Всадник свесился с коня и вдруг схватил девушку за косу. Ойкнув, она обернулась, и все увидели, что незнакомка почти успела отчистить лицо, так что разгоревшиеся щеки, высокий лоб и, главное, огромные зеленые глаза в кайме необыкновенно длинных, круто изогнутых ресниц сделались видны всем. Только на самом кончике носа еще сидело пятнышко, но оно странным образом не портило этой совершенной красоты, а как бы еще усугубляло ее, так что мужской насмешливый гомон вдруг замолк – все смотрели на это необыкновенное лицо и переводили дух от изумления.

Всадник покачал головой, словно прогоняя наваждение, и спросил приветливо:

– Как ты сюда забрела, душа моя? Кого ищешь?

– Да уж не тебя! – сердито ответила девушка, рванувшись так, что всадник принужден был отпустить косу. Однако тут же она вскрикнула огорченно, а он чуть усмехнулся, потому что зеленый косник оторвался и остался в его руках.

– Креста на тебе нет! – выкрикнула девушка. – Что творишь?! Отдай!

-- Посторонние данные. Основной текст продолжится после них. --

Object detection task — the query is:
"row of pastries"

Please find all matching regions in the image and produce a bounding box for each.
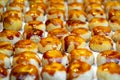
[0,0,120,80]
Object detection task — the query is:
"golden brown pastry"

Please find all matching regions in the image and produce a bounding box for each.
[0,30,21,44]
[69,48,94,65]
[41,63,67,80]
[24,10,44,22]
[97,62,120,80]
[6,2,26,13]
[92,26,112,37]
[63,35,86,53]
[47,3,66,12]
[10,64,40,80]
[109,16,120,31]
[45,18,64,31]
[12,51,41,68]
[42,50,68,66]
[0,41,14,57]
[23,29,45,43]
[112,30,120,42]
[0,66,9,80]
[14,39,38,54]
[38,37,62,53]
[71,28,91,41]
[0,52,11,68]
[24,21,46,31]
[88,18,108,30]
[0,0,8,6]
[48,28,69,40]
[67,61,93,80]
[3,16,22,31]
[87,9,106,21]
[85,3,104,12]
[68,10,86,22]
[97,50,120,66]
[89,35,113,52]
[66,20,88,31]
[47,9,66,21]
[68,2,84,10]
[30,3,47,14]
[67,0,84,4]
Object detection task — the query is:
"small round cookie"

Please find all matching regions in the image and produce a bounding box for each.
[0,30,22,44]
[68,2,84,10]
[71,28,91,41]
[85,3,104,12]
[47,9,66,21]
[109,16,120,31]
[23,29,45,43]
[89,35,113,52]
[88,18,108,30]
[48,28,69,40]
[68,9,87,22]
[42,50,68,67]
[2,10,23,20]
[24,10,44,22]
[38,36,62,53]
[0,41,14,57]
[67,0,84,4]
[97,62,120,80]
[67,61,93,80]
[3,16,22,31]
[30,3,47,14]
[66,20,88,32]
[63,35,86,53]
[112,30,120,42]
[14,39,38,54]
[45,18,64,31]
[10,64,40,80]
[69,48,94,65]
[6,2,26,13]
[0,52,11,68]
[12,51,41,68]
[91,26,112,37]
[47,3,66,12]
[24,21,46,31]
[41,63,67,80]
[0,66,9,80]
[87,9,106,21]
[97,50,120,66]
[0,0,9,6]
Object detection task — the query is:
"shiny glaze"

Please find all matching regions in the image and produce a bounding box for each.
[98,62,120,74]
[67,61,91,80]
[40,37,61,49]
[41,63,66,76]
[10,64,40,80]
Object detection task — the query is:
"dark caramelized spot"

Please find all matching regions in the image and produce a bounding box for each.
[42,63,66,76]
[10,64,40,80]
[67,61,91,79]
[0,66,8,78]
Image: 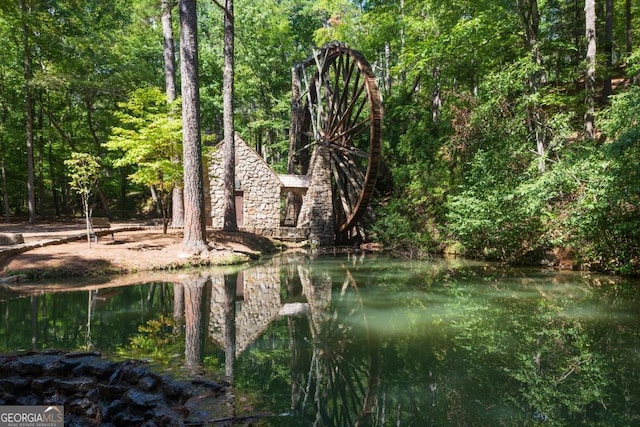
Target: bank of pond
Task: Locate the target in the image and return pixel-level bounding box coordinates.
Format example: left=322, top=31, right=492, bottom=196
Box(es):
left=0, top=254, right=640, bottom=426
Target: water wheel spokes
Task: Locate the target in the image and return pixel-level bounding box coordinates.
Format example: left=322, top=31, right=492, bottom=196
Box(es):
left=303, top=43, right=382, bottom=234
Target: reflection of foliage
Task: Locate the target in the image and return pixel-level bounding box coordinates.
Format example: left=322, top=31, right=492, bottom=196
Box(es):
left=236, top=319, right=291, bottom=411
left=117, top=314, right=184, bottom=365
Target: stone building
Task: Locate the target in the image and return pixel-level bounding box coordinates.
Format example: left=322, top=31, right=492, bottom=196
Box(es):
left=209, top=134, right=308, bottom=240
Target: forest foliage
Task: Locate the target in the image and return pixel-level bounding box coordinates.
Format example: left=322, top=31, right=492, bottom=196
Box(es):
left=0, top=0, right=640, bottom=274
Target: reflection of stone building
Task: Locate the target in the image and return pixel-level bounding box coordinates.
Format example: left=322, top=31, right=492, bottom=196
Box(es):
left=209, top=263, right=281, bottom=355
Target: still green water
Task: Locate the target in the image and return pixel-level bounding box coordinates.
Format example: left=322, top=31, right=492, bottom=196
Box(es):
left=0, top=255, right=640, bottom=426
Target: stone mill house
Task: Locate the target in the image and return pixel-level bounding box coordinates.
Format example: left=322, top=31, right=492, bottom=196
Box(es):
left=208, top=134, right=308, bottom=240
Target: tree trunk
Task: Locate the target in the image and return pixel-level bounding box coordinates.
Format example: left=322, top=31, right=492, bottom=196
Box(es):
left=602, top=0, right=613, bottom=102
left=180, top=0, right=207, bottom=252
left=624, top=0, right=633, bottom=55
left=0, top=137, right=9, bottom=222
left=20, top=0, right=36, bottom=224
left=584, top=0, right=596, bottom=139
left=517, top=0, right=547, bottom=173
left=162, top=0, right=184, bottom=227
left=222, top=0, right=238, bottom=231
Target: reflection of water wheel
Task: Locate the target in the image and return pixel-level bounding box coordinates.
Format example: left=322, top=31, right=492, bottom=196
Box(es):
left=289, top=43, right=383, bottom=239
left=293, top=271, right=380, bottom=426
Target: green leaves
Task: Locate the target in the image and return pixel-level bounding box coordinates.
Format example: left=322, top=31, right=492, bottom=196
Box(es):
left=104, top=88, right=182, bottom=189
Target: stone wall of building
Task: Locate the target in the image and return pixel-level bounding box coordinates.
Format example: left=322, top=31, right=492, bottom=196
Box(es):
left=209, top=134, right=281, bottom=235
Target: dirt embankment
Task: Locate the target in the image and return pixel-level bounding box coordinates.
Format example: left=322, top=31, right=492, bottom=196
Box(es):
left=0, top=227, right=278, bottom=277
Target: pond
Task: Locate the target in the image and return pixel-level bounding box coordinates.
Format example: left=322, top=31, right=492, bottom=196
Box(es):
left=0, top=255, right=640, bottom=426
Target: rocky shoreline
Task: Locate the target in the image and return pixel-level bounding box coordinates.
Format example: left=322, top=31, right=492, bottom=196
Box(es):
left=0, top=351, right=229, bottom=427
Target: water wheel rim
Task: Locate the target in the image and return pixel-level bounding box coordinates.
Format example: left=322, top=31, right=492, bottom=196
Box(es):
left=309, top=44, right=383, bottom=234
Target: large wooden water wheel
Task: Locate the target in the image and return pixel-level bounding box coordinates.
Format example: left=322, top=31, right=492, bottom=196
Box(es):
left=289, top=43, right=383, bottom=241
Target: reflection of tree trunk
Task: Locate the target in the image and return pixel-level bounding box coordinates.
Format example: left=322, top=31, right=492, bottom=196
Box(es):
left=356, top=327, right=380, bottom=426
left=182, top=275, right=209, bottom=370
left=285, top=268, right=308, bottom=411
left=224, top=274, right=237, bottom=384
left=173, top=283, right=184, bottom=334
left=31, top=296, right=38, bottom=350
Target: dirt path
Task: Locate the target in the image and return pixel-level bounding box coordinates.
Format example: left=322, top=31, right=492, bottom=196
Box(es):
left=0, top=223, right=277, bottom=277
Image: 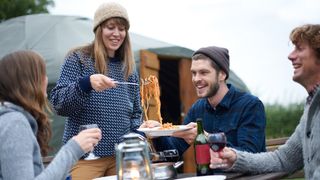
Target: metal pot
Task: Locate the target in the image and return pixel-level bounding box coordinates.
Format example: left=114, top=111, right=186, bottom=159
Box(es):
left=151, top=161, right=183, bottom=180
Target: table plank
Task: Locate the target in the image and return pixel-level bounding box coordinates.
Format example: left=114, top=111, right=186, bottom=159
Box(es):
left=177, top=172, right=288, bottom=180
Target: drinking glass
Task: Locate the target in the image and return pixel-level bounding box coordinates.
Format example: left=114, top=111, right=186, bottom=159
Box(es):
left=207, top=132, right=227, bottom=167
left=79, top=124, right=100, bottom=160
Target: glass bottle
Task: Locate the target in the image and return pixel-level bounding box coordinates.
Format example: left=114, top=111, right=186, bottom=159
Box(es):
left=194, top=118, right=212, bottom=176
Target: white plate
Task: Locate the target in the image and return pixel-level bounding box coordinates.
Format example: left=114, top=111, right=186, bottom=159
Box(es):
left=93, top=175, right=117, bottom=180
left=181, top=175, right=226, bottom=180
left=137, top=125, right=191, bottom=137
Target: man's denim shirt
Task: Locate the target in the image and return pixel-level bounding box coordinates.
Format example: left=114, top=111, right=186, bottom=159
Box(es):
left=153, top=84, right=266, bottom=155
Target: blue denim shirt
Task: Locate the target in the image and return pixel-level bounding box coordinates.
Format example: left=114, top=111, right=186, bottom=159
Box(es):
left=153, top=84, right=266, bottom=155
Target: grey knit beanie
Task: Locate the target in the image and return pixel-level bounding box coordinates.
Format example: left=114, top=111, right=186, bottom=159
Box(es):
left=192, top=46, right=229, bottom=79
left=93, top=2, right=130, bottom=32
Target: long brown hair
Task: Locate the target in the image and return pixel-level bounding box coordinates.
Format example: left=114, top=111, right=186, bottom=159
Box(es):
left=71, top=17, right=135, bottom=79
left=0, top=51, right=51, bottom=156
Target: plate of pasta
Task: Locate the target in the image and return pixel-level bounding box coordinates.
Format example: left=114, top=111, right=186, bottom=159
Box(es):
left=137, top=125, right=191, bottom=137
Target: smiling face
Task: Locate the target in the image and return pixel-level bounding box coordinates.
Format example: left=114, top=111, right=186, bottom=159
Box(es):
left=191, top=59, right=225, bottom=98
left=288, top=42, right=320, bottom=90
left=102, top=18, right=127, bottom=57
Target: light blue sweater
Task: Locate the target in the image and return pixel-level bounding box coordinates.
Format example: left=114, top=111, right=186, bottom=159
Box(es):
left=0, top=102, right=84, bottom=180
left=231, top=88, right=320, bottom=180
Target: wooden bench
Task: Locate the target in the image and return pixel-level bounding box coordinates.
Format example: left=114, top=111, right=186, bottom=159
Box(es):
left=266, top=137, right=304, bottom=179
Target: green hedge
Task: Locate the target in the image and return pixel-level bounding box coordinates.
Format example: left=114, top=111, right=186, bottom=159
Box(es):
left=265, top=103, right=304, bottom=139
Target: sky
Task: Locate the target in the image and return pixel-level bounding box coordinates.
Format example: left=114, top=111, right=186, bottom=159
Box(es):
left=49, top=0, right=320, bottom=105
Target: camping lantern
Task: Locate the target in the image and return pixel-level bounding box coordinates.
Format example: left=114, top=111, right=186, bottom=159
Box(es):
left=115, top=133, right=153, bottom=180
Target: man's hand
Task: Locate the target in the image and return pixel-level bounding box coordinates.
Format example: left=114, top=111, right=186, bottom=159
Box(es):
left=210, top=147, right=237, bottom=169
left=172, top=122, right=197, bottom=144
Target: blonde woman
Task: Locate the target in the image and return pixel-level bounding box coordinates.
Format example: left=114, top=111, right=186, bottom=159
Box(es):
left=0, top=51, right=101, bottom=180
left=50, top=3, right=141, bottom=180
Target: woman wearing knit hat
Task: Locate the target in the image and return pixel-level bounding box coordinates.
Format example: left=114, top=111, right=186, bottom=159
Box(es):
left=50, top=3, right=141, bottom=180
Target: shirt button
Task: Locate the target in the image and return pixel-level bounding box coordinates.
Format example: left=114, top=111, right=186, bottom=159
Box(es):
left=307, top=131, right=311, bottom=138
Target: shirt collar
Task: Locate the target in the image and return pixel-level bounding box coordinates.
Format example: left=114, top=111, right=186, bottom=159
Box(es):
left=307, top=82, right=320, bottom=104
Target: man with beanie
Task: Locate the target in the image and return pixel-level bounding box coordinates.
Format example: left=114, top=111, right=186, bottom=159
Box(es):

– Отдам, не бойся, – ласково сказал всадник. – Только скажи, кого ищешь.

Девушка немножко успокоилась при звуке его подобревшего голоса и поглядела доверчивее:

– Государя ищу.

Черноокий Бориска громко прыснул, но тут же подавился смешком, и его красивое лицо приняло такое же выражение доброжелательного удивления, как и лицо всадника.

– Госуда-аря? – задумчиво повторил человек в серебряной шапке, неприметно делая знак окружающим, чтобы не встревали. – И на что он тебе?

– А ты что за спрос? – нахмурилась девушка. – Государю в ножки кинуться пришла, а твое дело сторона. Обида у меня к нему!

– А ты мне доверься, – вкрадчиво попросил ее собеседник. – Ты тут, в слободе, всем чужая, разве дойдешь до царя, а я ему самый ближний человек. Донесу ему твою обиду, может, и порадею чем.

– Ближний? – Девушка недоверчиво его оглядывала. – И кто же ты таков? У него самый ближний, я чай, Малюта Скуратович, так ты не он, тот рыжий да руки по локоть в кровище, а у тебя руки чистые.

– Нет, я не Малюта, – кивнул всадник. – Имя мое Иван Васильевич. А тебя как зовут?

– Анница… Анна, Алексея Колтовского дочка. Из Каширы.

– Из Каширы?! – недоверчиво воскликнул Иван Васильевич. – Неужто пешком приплелась из самой Каширы?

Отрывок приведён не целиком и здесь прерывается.